NeuroDataDesign / manifold_random_forests

1 stars 0 forks source link

Sklearnization of splitter #4

Closed parthgvora closed 3 years ago

parthgvora commented 3 years ago

Thanks for contributing. If this is your first time, make sure to read contributing.md

PR Description

This is to PR in a sklearn style splitter. The main goal is to refactor the code in _split.pyx to be:

I will try to achieve the following:

  1. Put the entire splitter into cython; sample_proj_mat will be written in cython and the whole thing will just be a cython object. 2. No parts of it should be in Python a. I might have to keep the GIL just for random number generation, but this should be easily replaceable when merging with sklearn since we can use their utils
  2. Remove my impurity functions & replace with sklearn's criterion function
  3. Make my splitter return a SplitRecord struct like sklearn's splitter
  4. Make my splitter inherit from sklearn's splitter if possible.
  5. Document what else needs to be done to the builder & tree to make it fit sklearn's code structure

Merge checklist

Maintainer, please confirm the following before merging:

adam2392 commented 3 years ago

Would it helpful for us to just literally copy/paste the _utils.pxd/pyx files? I imagine they would be useful for the morf parts too.

parthgvora commented 3 years ago

Would it helpful for us to just literally copy/paste the _utils.pxd/pyx files? I imagine they would be useful for the morf parts too.

It could be useful, but utils.pyx has dependency on sklearn's utils:

from ..utils._random cimport our_rand_r

Im not sure if this would cause a mess of dependencies if we just try to use their function or not. What do you think?

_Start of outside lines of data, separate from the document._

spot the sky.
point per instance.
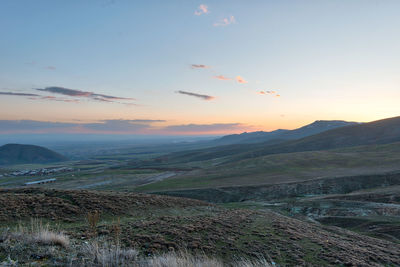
(195, 67)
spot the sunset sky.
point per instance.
(195, 67)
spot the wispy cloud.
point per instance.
(199, 66)
(204, 97)
(17, 94)
(80, 93)
(203, 127)
(225, 22)
(120, 126)
(222, 78)
(202, 9)
(239, 79)
(273, 93)
(101, 127)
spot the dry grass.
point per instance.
(93, 218)
(39, 233)
(106, 255)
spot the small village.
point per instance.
(37, 172)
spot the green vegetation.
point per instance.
(22, 154)
(290, 167)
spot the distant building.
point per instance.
(45, 181)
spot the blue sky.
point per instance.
(322, 60)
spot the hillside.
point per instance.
(287, 167)
(281, 135)
(376, 132)
(155, 224)
(27, 154)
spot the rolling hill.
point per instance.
(376, 132)
(27, 154)
(281, 135)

adam2392 commented 3 years ago

Im not sure if this would cause a mess of dependencies if we just try to use their function or not. What do you think?

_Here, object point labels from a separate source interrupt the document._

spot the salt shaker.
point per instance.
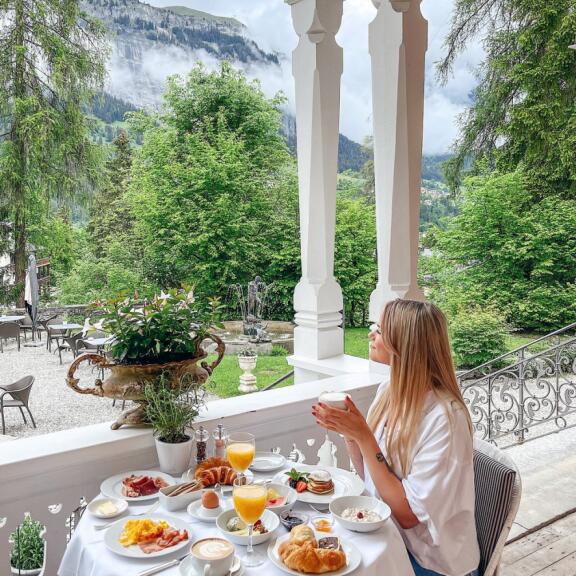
(220, 435)
(202, 436)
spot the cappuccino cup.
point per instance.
(213, 556)
(334, 399)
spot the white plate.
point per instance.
(267, 462)
(121, 507)
(195, 509)
(112, 537)
(112, 487)
(189, 475)
(353, 556)
(345, 484)
(187, 567)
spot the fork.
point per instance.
(144, 513)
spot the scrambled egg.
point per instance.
(137, 531)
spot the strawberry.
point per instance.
(301, 486)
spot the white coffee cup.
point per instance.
(334, 399)
(213, 556)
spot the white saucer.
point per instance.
(196, 510)
(187, 568)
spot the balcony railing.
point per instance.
(49, 476)
(530, 398)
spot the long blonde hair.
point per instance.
(416, 336)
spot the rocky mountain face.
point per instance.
(149, 44)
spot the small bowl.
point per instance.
(289, 513)
(289, 493)
(121, 507)
(269, 519)
(338, 505)
(323, 523)
(172, 503)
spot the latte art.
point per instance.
(212, 549)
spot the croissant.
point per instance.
(218, 475)
(308, 559)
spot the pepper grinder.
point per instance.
(202, 436)
(220, 436)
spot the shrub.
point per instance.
(27, 545)
(477, 336)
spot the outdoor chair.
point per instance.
(27, 325)
(52, 334)
(73, 343)
(16, 395)
(498, 490)
(42, 324)
(9, 330)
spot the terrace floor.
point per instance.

I just looked at sklearn and it looks like the utils that you need is pretty short. I ported it over, so that way we can use their tested util funcs + get to nogil faster.

We can probably continue down this "path" of copying code over as needed, and just noting which parts are sklearn and which parts are pure SPORF/morf?

Lmk if the current push here works for you? I didn't change any inheritence in _split.pyx, but you can probably do so now.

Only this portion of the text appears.